Surrounded on every side, Israel cried to Moses, "Pharaoh’s army behind us, and the mountains on one side of us, and endless desert on the other, and the sea before us."  And when Moses cried to God, the Lord replied, "Stand still and see the salvation of the Lord."  [Exodus 14:13]  And the waves parted and God’s people passed through.  And the psalmist, so downcast in despair and the Lord said, "Be still and know that I am God."  [Psalm 46:10]  The shining face of Moses did not come by a precursory adventitious call at heaven’s gate but by tarrying in the presence of the Lord forty days and forty nights.  Stand still and see.  Be still and know the voice of the Holy Spirit, the presence of the third person of deity, in the form of a dove, alighting and abiding with His people forever.

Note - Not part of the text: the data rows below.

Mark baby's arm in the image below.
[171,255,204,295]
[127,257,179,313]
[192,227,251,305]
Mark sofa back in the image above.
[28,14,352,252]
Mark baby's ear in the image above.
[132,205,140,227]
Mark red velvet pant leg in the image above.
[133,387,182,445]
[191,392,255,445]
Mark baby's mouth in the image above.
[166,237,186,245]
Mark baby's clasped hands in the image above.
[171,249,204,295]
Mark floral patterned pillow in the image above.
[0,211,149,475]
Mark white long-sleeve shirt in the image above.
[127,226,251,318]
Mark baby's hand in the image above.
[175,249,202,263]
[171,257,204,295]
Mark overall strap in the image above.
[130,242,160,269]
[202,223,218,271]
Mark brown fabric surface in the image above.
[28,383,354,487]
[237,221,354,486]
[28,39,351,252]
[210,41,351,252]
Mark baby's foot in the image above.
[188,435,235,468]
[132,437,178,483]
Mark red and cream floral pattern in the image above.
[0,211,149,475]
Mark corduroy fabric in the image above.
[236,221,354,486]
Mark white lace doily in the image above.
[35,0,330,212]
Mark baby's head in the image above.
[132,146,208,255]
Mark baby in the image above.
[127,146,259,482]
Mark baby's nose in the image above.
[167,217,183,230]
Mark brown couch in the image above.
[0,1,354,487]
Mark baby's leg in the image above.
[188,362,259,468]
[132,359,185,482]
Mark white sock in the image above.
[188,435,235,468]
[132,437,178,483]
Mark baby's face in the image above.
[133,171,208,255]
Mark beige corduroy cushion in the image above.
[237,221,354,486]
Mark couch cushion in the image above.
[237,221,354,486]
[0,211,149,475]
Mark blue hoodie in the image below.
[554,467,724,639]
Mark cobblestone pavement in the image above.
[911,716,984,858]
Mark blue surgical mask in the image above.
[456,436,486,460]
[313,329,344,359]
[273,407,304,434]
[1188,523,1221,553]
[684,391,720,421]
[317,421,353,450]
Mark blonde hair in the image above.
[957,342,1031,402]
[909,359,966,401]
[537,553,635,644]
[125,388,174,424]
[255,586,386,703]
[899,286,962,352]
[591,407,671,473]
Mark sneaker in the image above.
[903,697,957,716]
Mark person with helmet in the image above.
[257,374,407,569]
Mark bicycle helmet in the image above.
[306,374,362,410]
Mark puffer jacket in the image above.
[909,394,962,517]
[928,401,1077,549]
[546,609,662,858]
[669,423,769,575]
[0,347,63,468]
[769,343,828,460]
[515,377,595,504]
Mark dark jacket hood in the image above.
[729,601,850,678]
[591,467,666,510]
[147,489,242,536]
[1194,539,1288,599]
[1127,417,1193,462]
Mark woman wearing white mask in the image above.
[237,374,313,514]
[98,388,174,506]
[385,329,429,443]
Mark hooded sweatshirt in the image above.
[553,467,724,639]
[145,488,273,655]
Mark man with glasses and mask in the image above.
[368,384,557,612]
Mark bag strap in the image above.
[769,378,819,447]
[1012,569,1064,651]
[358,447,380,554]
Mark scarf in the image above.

Now we must sing our hymn.  And while we sing it, somebody you; open his heart and his soul to Jesus, come, come, come, come.  A family you, to put your life in the presence of God in the fellowship of the church, come.  One somebody you, a couple you, as the Spirit of the Lord shall press the appeal to your heart, come today.  In this throng, in the balcony round, on this lower floor; into the aisles, down to the front, "Pastor, I give you my hand.  I’ve given my heart to God."  When you stand up, stand up coming.  On the first note of the first stanza; make it now.  Make it now.  While we stand and while we sing.